90-Day Nonperforming Assets

These are the loans that have already defaulted. What you want to see here is a very low number, preferably less than 2 percent of the S&L's total assets. Also, you'd like this number to be falling and not rising. An extra couple of percentage points' worth of bad loans can wipe out an S&L's entire equity.

Real Estate Owned

This is property on which the S&L has already foreclosed. The REO category, as it's called, is an index of yesterday's problems, because whatever shows up here has been written off as a loss on the books.

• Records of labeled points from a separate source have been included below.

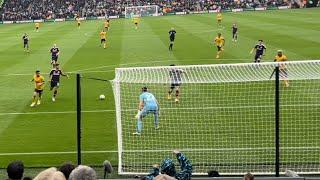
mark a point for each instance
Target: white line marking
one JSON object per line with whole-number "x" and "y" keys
{"x": 161, "y": 150}
{"x": 199, "y": 108}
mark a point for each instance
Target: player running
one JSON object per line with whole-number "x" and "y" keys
{"x": 172, "y": 35}
{"x": 176, "y": 79}
{"x": 37, "y": 25}
{"x": 39, "y": 85}
{"x": 260, "y": 49}
{"x": 280, "y": 57}
{"x": 136, "y": 21}
{"x": 148, "y": 104}
{"x": 219, "y": 20}
{"x": 25, "y": 39}
{"x": 219, "y": 42}
{"x": 54, "y": 77}
{"x": 78, "y": 22}
{"x": 107, "y": 25}
{"x": 103, "y": 38}
{"x": 234, "y": 32}
{"x": 54, "y": 55}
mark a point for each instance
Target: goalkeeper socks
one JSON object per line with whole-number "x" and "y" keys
{"x": 139, "y": 126}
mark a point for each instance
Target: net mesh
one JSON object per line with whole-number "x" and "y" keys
{"x": 225, "y": 118}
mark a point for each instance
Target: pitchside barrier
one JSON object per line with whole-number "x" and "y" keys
{"x": 258, "y": 117}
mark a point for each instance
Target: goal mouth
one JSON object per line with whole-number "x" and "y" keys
{"x": 224, "y": 119}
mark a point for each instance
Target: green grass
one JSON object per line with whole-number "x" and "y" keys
{"x": 294, "y": 31}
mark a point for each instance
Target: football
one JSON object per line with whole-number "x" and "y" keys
{"x": 102, "y": 97}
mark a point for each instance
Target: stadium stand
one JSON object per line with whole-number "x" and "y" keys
{"x": 17, "y": 10}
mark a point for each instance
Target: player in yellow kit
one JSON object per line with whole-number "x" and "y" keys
{"x": 280, "y": 57}
{"x": 103, "y": 38}
{"x": 219, "y": 42}
{"x": 37, "y": 25}
{"x": 38, "y": 89}
{"x": 219, "y": 19}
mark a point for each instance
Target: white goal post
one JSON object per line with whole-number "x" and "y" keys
{"x": 225, "y": 118}
{"x": 140, "y": 11}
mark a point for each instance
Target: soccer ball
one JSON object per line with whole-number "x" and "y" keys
{"x": 102, "y": 97}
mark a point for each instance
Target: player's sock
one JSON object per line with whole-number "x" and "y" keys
{"x": 139, "y": 126}
{"x": 156, "y": 120}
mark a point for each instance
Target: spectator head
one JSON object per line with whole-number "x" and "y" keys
{"x": 46, "y": 174}
{"x": 83, "y": 173}
{"x": 167, "y": 167}
{"x": 213, "y": 173}
{"x": 15, "y": 170}
{"x": 66, "y": 169}
{"x": 248, "y": 176}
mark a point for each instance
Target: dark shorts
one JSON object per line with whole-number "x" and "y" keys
{"x": 283, "y": 73}
{"x": 54, "y": 84}
{"x": 38, "y": 91}
{"x": 174, "y": 85}
{"x": 54, "y": 58}
{"x": 257, "y": 56}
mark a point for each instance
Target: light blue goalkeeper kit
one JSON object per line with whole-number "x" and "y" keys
{"x": 150, "y": 106}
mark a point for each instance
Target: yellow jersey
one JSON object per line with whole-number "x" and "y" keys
{"x": 282, "y": 58}
{"x": 219, "y": 16}
{"x": 103, "y": 35}
{"x": 219, "y": 41}
{"x": 38, "y": 82}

Since this financial “hit” has already been taken, a high percentage of real estate owned isn't as worrisome as a high percentage of nonperforming assets. But it's worrisome when REO is on the rise. S&Ls aren't in the real-estate business, and the last thing they want is to repossess more condos or office parks that are expensive to maintain and hard to sell. In fact, where there's a lot of REO, you have to assume that the S&L is having trouble getting rid of it.

 

I ended up choosing seven S&Ls to recommend in
Barron's
, which tells you how much I liked the group. Five of these were strong Jimmy Stewart-type thrifts, and two were long shots—I call these the born-agains—which have come back from the edge of
Chapter 11
. Two of the five strong thrifts, Germantown Savings and Glacier Bancorp, were repeat recommendations from 1991.

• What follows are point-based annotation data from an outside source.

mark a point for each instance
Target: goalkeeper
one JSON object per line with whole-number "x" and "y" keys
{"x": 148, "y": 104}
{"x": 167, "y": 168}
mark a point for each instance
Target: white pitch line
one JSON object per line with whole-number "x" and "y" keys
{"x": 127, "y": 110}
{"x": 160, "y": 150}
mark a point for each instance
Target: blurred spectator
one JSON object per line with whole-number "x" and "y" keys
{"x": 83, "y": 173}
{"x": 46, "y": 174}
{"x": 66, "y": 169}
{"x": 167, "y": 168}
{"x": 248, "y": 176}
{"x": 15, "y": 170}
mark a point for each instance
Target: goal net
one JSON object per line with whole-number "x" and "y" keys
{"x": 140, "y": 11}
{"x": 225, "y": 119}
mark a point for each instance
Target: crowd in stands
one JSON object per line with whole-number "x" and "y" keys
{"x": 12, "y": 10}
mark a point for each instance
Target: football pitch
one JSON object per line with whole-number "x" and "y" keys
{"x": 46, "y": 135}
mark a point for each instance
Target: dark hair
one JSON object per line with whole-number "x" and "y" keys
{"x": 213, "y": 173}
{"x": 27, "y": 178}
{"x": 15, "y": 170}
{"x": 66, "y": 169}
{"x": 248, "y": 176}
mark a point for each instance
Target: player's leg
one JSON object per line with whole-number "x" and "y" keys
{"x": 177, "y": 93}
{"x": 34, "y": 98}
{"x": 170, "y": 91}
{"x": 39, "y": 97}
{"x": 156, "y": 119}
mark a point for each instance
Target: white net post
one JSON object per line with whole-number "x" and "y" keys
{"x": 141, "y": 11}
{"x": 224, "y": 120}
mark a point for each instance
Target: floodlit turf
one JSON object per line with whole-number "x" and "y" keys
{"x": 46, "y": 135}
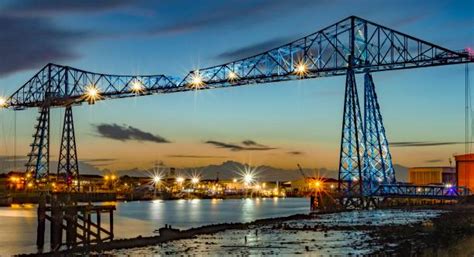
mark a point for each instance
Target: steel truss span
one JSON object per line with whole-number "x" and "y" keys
{"x": 348, "y": 47}
{"x": 373, "y": 48}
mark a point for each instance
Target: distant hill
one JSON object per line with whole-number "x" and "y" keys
{"x": 230, "y": 169}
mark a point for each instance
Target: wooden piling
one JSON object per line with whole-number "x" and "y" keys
{"x": 41, "y": 221}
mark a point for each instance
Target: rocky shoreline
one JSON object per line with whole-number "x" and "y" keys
{"x": 429, "y": 237}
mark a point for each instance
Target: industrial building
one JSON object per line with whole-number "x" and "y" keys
{"x": 465, "y": 170}
{"x": 432, "y": 175}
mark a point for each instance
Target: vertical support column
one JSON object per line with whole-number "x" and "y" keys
{"x": 352, "y": 147}
{"x": 377, "y": 158}
{"x": 38, "y": 161}
{"x": 68, "y": 153}
{"x": 41, "y": 221}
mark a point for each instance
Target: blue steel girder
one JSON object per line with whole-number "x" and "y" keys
{"x": 57, "y": 85}
{"x": 351, "y": 168}
{"x": 326, "y": 53}
{"x": 373, "y": 47}
{"x": 377, "y": 158}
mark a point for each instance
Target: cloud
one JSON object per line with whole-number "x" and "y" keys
{"x": 434, "y": 161}
{"x": 247, "y": 145}
{"x": 422, "y": 144}
{"x": 233, "y": 11}
{"x": 99, "y": 160}
{"x": 125, "y": 133}
{"x": 254, "y": 49}
{"x": 51, "y": 7}
{"x": 295, "y": 153}
{"x": 195, "y": 156}
{"x": 27, "y": 43}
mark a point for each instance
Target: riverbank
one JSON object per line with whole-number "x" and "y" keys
{"x": 400, "y": 232}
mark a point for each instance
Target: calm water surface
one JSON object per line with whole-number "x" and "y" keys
{"x": 18, "y": 223}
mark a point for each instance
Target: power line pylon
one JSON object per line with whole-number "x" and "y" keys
{"x": 352, "y": 148}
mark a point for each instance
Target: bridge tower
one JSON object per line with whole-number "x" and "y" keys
{"x": 377, "y": 158}
{"x": 351, "y": 168}
{"x": 68, "y": 153}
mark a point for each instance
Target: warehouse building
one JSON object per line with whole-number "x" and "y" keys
{"x": 465, "y": 170}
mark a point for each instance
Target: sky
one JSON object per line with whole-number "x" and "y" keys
{"x": 278, "y": 124}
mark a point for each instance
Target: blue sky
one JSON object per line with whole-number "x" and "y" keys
{"x": 301, "y": 119}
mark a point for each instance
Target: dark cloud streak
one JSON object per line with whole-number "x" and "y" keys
{"x": 126, "y": 133}
{"x": 247, "y": 145}
{"x": 254, "y": 49}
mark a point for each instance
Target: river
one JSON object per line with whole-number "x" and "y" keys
{"x": 18, "y": 223}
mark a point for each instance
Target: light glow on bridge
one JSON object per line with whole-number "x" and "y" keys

The five Jimmy Stewarts got excellent marks in several categories: book value (four sold at a discount), equity-to-assets ratio (all 6.0 or better), high-risk loans (under 10 percent), 90-day delinquencies (2 percent or less), real estate owned (less than 1 percent), and p/e ratio (below 11). That two of them had been buying back their own shares in recent months was another positive. For Glacier and Germantown, the percentage of commercial lending was a bit high, but this was less bothersome after I heard the bankers' explanations.

With the two born-agains, many of the numbers are quite dismal—everything a conservative investor should try to avoid. I picked them as long shots because they still maintained high equity-to-assets ratios in spite of their problems. Having this equity cushion gave them a little leeway to work out of their troubles. The region in which these two S&Ls do business, near the Massachusetts-New Hampshire border, was beginning to show signs of stability.

I couldn't guarantee that these born-agains would survive, but their stock prices had fallen so low (in the case of Lawrence Savings, from $13 to 75 cents) that I knew the bottom fishers would make a lot of money if they did.

Dozens of S&Ls around the country are as strong as or stronger than my top five. You might find one or more of them in your own neighborhood. A lot of investors are going to be very pleased that they've concentrated on this group. The Jimmy Stewarts will either continue to prosper on their own or be taken over by larger institutions at prices far above the current levels.